New Ideas Sharpen Focus for Greener Aircraft


Leaner, greener flying machines for the year 2025 are on the drawing boards of three industry teams under contract to the NASA Aeronautics Research Mission Directorate's Environmentally Responsible Aviation Project.

Teams from The Boeing Company in Huntington Beach, Calif., Lockheed Martin in Palmdale, Calif., and Northrop Grumman in El Segundo, Calif., have spent the last year studying how to meet NASA goals to develop technology that would allow future aircraft to burn 50 percent less fuel than aircraft that entered service in 1998 (the baseline for the study), with 75 percent fewer harmful emissions; and to shrink the size of geographic areas affected by objectionable airport noise by 83 percent.

"The real challenge is we want to accomplish all these things simultaneously," said ERA project manager Fay Collier. "It's never been done before. We looked at some very difficult metrics and tried to push all those metrics down at the same time."

So NASA put that challenge to industry awarding a little less than $11 million to the three teams to assess what kinds of aircraft designs and technologies could help meet the goals. The companies have just given NASA their results.

"We'll be digesting the three studies and we'll be looking into what to do next," said Collier.

Boeing's advanced vehicle concept centers around the company's now familiar blended wing body design as seen in the sub-scale remotely piloted X-48, which has been wind tunnel tested at NASA's Langley Research Center and flown at NASA's Dryden Flight Research Center. One thing that makes this concept different from current airplanes is the placement of its Pratt & Whitney geared turbofan engines.
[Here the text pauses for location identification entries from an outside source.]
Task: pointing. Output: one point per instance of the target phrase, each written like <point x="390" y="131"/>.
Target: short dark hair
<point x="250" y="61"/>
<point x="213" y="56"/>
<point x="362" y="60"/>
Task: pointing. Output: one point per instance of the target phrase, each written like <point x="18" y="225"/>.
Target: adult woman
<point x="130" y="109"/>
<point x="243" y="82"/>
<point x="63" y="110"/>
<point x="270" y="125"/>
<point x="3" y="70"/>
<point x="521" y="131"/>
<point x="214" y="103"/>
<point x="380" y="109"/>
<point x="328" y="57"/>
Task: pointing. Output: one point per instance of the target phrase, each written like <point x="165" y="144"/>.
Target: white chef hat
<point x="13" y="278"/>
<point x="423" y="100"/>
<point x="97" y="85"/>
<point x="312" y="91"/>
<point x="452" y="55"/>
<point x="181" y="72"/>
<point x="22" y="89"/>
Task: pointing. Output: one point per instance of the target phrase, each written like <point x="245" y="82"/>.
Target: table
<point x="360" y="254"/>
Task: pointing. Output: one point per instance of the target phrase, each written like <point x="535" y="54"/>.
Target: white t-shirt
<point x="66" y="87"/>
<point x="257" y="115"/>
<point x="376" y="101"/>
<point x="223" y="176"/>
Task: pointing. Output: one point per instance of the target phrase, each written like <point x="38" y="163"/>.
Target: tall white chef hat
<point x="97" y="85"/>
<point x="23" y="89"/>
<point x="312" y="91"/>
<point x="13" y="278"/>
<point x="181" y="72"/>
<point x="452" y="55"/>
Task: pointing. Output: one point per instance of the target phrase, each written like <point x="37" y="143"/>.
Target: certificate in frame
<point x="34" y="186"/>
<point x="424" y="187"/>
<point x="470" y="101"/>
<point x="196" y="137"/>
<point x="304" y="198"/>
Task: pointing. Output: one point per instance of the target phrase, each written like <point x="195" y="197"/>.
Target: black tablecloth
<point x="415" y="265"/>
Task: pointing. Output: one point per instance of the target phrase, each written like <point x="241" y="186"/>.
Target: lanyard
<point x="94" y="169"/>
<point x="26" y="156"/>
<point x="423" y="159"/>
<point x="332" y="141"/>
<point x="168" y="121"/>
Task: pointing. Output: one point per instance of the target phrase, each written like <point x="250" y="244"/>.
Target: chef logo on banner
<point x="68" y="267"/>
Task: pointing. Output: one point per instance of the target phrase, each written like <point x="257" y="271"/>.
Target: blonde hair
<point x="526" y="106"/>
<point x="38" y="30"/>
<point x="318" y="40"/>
The engines are on top of the plane's back end, flanked by two vertical tails to shield people on the ground from engine noise. The aircraft also would feature an advanced lightweight, damage tolerant, composite structure; technologies for reducing airframe noise; advanced flight controls; hybrid laminar flow control, which means surfaces designed to reduce drag; and long-span wings which improve fuel efficiency.